Along with Snyder, Nessel’s prosecutors charge eight other state and city officials — including Snyder’s top adviser Richard Baird and former press secretary Jarrod Agen. As I broke for VICE News and Detroit Metro Times in 2020, Baird, known as Snyder’s right-hand man and “fixer,” offered sick Flint residents payoffs in exchange for their silence.

Former Flint emergency managers Darnell Earley and Gerald Ambrose, who were originally charged by special prosecutor Flood for alleged financial fraud related to the KWA bond deal, but had those charges dismissed in 2019 by Nessel, are recharged. But Nessel’s team does not bring back the financial fraud charges against them; the two are charged only with felony misconduct in office.

Step 7: Attorneys for Snyder and other defendants ask the courts to dismiss charges, pointing to the fact that Nessel’s prosecutors did not use a “taint” team — a group of independent attorneys not involved with the case to comb through the evidence and remove anything protected by attorney-client privilege — as part of their gathering of evidence. Attorneys also call for dismissal of charges based on Nessel using a one-man grand jury to file the indictments against Snyder and others, a move that defendants’ attorneys claim violated Michigan’s constitution.
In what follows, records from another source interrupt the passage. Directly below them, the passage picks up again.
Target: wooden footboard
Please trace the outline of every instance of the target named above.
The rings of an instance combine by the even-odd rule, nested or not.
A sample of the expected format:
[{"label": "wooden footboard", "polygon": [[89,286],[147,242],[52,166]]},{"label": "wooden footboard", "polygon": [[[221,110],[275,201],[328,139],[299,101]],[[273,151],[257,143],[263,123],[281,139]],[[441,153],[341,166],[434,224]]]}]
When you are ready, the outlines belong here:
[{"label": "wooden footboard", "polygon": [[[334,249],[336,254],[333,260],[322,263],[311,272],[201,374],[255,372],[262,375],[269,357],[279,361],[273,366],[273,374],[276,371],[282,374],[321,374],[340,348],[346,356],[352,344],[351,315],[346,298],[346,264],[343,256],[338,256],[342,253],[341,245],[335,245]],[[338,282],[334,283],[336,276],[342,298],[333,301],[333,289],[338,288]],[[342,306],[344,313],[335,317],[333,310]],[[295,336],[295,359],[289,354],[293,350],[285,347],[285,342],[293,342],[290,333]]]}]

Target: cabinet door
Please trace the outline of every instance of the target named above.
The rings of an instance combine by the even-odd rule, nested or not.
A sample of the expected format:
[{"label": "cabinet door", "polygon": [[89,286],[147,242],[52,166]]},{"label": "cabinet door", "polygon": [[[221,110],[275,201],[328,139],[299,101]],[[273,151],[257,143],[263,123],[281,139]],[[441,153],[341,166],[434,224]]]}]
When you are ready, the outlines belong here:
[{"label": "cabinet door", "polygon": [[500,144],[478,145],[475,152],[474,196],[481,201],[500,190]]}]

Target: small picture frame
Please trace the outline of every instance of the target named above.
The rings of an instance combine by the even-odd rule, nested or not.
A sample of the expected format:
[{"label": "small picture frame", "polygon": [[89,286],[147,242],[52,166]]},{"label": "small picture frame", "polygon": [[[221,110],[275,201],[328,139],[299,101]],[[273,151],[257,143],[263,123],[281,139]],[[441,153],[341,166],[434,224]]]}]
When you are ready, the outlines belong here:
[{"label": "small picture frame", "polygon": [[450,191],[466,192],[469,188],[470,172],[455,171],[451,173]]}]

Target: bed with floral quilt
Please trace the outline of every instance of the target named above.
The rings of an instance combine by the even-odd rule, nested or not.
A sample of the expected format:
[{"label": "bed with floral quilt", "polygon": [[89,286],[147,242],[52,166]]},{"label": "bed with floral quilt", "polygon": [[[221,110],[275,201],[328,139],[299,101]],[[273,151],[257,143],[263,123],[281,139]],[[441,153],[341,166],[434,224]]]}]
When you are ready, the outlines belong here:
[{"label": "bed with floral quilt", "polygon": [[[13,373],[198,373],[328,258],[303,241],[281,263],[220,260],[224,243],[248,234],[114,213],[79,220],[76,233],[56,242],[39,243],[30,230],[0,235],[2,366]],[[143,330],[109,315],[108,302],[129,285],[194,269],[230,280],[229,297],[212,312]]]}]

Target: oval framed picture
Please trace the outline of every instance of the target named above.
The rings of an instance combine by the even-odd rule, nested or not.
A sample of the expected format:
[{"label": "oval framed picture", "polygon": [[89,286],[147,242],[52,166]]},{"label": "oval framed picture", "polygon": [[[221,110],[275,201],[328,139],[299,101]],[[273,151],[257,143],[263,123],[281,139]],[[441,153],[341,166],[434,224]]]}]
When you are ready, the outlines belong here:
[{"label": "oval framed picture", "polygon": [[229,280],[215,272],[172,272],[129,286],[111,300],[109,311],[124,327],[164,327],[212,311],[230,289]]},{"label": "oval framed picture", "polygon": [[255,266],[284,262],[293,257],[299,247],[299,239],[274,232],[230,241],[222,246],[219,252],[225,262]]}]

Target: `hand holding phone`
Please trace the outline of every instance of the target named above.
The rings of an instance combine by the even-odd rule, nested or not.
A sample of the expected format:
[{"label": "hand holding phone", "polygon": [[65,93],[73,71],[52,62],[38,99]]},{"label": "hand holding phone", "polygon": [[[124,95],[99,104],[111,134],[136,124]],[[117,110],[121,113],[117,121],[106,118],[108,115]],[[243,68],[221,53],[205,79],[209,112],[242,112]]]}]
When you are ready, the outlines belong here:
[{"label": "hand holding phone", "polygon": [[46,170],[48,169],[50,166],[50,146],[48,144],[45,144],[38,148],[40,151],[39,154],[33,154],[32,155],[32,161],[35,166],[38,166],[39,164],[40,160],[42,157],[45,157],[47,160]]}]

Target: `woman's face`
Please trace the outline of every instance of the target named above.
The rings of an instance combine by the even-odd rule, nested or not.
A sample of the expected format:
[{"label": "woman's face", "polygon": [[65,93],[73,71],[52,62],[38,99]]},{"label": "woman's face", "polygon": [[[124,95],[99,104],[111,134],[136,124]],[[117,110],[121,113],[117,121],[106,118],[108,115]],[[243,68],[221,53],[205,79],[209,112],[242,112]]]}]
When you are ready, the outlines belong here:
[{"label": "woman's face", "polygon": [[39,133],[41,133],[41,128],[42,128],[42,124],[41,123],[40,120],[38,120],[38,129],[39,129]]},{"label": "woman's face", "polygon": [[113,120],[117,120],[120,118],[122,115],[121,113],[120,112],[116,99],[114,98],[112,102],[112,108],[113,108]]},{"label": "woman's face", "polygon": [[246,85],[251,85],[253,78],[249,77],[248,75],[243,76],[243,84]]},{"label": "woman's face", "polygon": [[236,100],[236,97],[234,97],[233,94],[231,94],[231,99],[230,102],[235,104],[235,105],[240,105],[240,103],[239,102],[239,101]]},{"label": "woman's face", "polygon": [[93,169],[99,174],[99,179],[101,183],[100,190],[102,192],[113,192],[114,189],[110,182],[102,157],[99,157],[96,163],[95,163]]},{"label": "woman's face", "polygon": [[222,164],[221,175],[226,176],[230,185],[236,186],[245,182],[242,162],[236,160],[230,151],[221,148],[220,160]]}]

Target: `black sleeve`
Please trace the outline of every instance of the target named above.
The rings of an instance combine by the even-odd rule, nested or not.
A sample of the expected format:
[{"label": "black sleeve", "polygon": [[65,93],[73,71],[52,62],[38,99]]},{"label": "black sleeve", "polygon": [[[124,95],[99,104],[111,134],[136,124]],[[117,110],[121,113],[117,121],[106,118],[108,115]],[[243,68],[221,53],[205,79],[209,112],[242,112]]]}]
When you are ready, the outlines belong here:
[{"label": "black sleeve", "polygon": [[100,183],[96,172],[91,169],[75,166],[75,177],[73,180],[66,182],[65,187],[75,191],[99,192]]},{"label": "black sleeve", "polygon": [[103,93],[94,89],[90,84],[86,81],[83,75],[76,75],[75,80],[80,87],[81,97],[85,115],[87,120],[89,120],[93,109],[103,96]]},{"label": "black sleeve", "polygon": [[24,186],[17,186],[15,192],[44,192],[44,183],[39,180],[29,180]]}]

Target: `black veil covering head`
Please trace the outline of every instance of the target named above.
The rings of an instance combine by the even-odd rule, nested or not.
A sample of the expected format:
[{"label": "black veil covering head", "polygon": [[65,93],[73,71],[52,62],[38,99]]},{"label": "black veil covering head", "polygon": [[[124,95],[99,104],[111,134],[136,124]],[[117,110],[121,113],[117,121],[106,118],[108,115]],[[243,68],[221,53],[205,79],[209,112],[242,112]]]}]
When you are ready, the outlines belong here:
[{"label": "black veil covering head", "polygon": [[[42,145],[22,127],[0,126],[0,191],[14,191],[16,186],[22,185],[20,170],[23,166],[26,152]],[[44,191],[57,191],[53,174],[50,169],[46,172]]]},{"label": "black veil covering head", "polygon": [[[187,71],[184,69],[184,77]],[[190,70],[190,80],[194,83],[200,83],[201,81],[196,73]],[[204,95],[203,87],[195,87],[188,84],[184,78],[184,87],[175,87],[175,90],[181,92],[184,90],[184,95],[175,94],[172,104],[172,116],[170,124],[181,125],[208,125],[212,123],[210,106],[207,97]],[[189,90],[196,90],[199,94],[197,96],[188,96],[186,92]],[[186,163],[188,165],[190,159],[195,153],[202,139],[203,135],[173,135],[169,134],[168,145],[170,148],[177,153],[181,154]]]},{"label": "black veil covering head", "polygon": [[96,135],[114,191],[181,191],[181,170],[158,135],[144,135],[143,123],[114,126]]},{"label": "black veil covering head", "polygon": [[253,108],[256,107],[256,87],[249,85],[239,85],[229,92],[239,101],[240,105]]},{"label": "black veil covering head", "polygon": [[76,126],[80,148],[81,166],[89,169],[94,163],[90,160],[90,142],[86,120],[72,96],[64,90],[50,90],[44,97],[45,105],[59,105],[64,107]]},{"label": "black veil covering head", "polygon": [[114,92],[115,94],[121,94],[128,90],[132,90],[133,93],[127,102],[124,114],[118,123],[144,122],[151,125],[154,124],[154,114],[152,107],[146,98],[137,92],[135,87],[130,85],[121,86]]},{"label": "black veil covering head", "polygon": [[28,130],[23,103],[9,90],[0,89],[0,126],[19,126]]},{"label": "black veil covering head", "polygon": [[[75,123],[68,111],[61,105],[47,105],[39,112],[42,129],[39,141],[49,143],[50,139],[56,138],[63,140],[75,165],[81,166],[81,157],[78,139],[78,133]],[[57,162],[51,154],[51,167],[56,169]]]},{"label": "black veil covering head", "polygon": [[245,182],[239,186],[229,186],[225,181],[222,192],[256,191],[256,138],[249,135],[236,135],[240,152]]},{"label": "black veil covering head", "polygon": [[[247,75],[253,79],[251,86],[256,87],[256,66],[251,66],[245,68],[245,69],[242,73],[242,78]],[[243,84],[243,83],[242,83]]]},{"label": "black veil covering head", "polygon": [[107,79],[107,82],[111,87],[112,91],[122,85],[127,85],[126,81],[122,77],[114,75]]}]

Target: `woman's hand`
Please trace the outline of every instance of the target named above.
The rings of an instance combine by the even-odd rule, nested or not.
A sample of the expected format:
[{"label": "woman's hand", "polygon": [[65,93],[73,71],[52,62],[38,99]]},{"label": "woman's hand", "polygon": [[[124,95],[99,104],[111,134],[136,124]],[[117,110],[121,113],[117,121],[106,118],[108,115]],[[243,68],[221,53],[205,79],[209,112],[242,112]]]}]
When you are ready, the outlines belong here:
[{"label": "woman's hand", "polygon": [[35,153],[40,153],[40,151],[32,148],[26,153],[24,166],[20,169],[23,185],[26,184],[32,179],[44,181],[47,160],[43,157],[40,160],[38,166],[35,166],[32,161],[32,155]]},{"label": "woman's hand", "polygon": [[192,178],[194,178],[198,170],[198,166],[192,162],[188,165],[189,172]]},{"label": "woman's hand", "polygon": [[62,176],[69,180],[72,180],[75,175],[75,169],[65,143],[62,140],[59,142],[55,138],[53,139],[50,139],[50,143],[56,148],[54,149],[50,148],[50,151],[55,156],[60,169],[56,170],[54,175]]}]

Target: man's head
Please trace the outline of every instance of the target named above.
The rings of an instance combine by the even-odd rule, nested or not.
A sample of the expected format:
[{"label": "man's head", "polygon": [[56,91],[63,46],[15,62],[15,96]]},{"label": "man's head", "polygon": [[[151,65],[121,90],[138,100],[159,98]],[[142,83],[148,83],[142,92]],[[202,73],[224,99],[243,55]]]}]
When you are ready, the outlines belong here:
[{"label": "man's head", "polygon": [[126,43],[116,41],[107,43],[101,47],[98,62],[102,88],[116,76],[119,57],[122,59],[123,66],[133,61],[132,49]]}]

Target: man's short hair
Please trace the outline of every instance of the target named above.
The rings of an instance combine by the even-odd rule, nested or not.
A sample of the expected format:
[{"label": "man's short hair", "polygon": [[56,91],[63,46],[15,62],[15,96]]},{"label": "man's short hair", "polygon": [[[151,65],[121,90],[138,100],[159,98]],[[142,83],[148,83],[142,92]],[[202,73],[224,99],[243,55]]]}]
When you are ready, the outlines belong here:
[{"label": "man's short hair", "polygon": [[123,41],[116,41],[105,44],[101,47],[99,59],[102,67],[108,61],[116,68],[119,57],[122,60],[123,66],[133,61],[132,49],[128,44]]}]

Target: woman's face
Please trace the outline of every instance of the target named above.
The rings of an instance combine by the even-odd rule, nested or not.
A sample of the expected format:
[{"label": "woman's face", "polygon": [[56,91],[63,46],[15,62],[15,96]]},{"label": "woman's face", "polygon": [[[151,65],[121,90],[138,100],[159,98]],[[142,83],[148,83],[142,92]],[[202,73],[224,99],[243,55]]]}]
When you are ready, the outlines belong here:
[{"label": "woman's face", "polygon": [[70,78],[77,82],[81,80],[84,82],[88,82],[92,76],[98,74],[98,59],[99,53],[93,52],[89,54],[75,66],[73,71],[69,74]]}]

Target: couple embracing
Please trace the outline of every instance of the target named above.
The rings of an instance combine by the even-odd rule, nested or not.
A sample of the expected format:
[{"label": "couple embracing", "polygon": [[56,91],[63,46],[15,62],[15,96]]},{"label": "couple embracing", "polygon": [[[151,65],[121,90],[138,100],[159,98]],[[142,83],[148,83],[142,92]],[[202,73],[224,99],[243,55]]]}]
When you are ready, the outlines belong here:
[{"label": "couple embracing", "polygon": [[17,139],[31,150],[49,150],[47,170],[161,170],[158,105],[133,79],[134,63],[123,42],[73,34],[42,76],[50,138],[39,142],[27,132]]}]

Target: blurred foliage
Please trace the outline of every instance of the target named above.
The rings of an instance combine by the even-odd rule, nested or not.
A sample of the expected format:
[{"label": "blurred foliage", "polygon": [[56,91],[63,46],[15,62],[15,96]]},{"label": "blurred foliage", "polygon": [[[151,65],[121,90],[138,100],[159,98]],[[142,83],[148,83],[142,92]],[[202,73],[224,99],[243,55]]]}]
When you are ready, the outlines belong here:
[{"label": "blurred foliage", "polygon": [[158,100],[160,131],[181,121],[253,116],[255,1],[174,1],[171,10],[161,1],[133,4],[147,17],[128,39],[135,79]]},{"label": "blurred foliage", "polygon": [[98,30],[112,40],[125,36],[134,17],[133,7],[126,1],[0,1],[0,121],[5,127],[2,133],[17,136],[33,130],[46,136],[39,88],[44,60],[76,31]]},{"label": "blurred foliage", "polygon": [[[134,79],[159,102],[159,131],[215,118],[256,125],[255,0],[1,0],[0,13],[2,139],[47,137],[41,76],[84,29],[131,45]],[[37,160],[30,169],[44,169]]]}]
Step 8: In 2022, in a seven to zero ruling, the Michigan Supreme Court rules that Nessel’s prosecutors violated the state constitution by using a one-man grand jury to bring criminal indictments against Snyder and eight other defendants. As a result, charges against Governor Snyder and seven other defendants were dismissed.

Step 9: Nessel’s prosecutors appeal — and lose. As of today, the nine-year anniversary, Nessel’s prosecution team claims that the investigation is still “ongoing” and that there is a path to getting charges refiled and defendants in front of a jury.

Unfortunately, for the poisoned residents of Flint, I wouldn’t hold my breath.

Sources indicate that the statute of limitations, which is six years for most felonies in Michigan, has already run out for most of the criminal charges against state and city officials. The only remaining charges that would still potentially be in play are involuntary manslaughter (with a ten-year statute of limitations).

The attorney general’s office did not respond to Status Coup’s request for comment on how the investigation is still ongoing if the charges against Snyder and other defendants have been thrown out by the Michigan Supreme Court and they’ve lost their appeal.

With the odds of justice for Flint residents dwindling, and residents still complaining about water they insist is contaminated, Flint has become one of the most prominent environmental calamities in American history to be quietly erased from the public and media consciousness.

But Flint is still suffering. Or, as the late Flint resident Tony Palladeno once told me, “This place ain’t safe, it’s not safe at all. We got a pistol in our mouth everyday — it’s called tap water.”